Building an internal agent: Code-driven vs LLM-driven workflows
When I started this project, I knew deep in my heart that we could get an LLM plus tool-usage to solve arbitrarily complex workflows. I still believe this is possible, but I’m no longer convinced this is actually a good solution. Some problems are just vastly simpler, cheaper, and faster to solve with software. This post talks about our approach to supporting both code and LLM-driven workflows, and why we decided it was necessary.
This is part of the Building an internal agent series.
Why determinism matters
When I joined Imprint, we already had a channel where folks would share pull requests for review. It wasn’t required to add pull requests to that channel, but it was often the fastest way to get someone to review it, particularly for cross-team pull requests.

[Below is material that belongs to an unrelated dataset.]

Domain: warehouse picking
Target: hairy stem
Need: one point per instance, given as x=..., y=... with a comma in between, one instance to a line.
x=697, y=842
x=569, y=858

I often start my day by skimming for pull requests that need a review in that channel,
and quickly realized that often a pull request would get reviewed and merged without
someone adding the :merged: reacji onto the chat. This felt inefficient, but also
extraordinarily minor, and not the kind of thing I want to complain about.
Instead, I pondered how I could solve it without requiring additional human labor.
So, I added an LLM-powered workflow to solve this. The prompt was straightforward:
- Get the last 10 messages in the Slack channel
- For each one, if there was exactly one Github pull request URL, extract that URL
- Use the Github MCP to check the status of each of those URLs
- Add the
:merged:reacji to messages where the associated pull request was merged or closed
This worked so well! So, so well. Except, ahh, except that it sometimes decided to add :merged:
to pull requests that weren’t merged. Then no one would look at those pull requests.
So, it worked in concept–so much smart tool usage!–but in practice it actually didn’t
solve the problem I was trying to solve: erroneous additions of the reacji meant
folks couldn’t evaluate whether to look at a given pull request in the channel based on the reacji’s presence.
(As an aside, some people really don’t like the term reacji.
Don’t complain to me about it, this is what Slack calls them.)
How we implemented support for code-driven workflows
Our LLM-driven workflows are orchestrated by a software handler. That handler works something like:
- Trigger comes in, and the handler selects which configuration corresponds with the trigger
- Handler uses that configuration and trigger to pull the associated prompt, load the approved tools, and generate the available list of virtual files (e.g. files attached to a Jira issue or Slack message)
- Handler sends the prompt and available tools to an LLM, then coordinates tool calls based on the LLM’s response, including e.g. making virtual files available to tools. The handler also has termination conditions where it prevents excessive tool usage, and so on
- Eventually the LLM will stop recommending tools, and the final response from the LLM will be used or discarded depending on the configuration (e.g. configuration can determine whether the final response is sent to Slack)
We updated our configuration to allow running in one of two configurations:
# this is default behavior if omitted
coordinator: llm
# this is code-driven workflow
coordinator: script
coordinator_script: scripts/pr_merged.py
When the coordinator is set to script, then instead of using the handler to determine which tools are called,
custom Python is used. That Python code has access to the same tools, trigger data, and virtual files
as the LLM-handling code. It can use the subagent tool to invoke an LLM where useful
(and that subagent can have full access to tools as well), but LLM control only occurs when explicitly desired.
This means that these scripts–which are being written and checked in by our software engineers, going through code review and so on–have the same permission and capabilities as the LLM, although given it’s just code, any given commit could also introduce a new dependency, etc.
How’s it working? / Next steps?
Altogether, this has worked very well for complex workflows. I would describe it as a “solution of frequent resort”, where we use code-driven workflows as a progressive enhancement for workflows where LLM prompts and tools aren’t reliable or quick enough. We still start all workflows using the LLM, which works for many cases. When we do rewrite, Claude Code can almost always rewrite the prompt into the code workflow in one-shot.
Even as models get more powerful, relying on them narrowly in cases where we truly need intelligence, rather than for iterative workflows, seems like a long-term addition to our toolkit.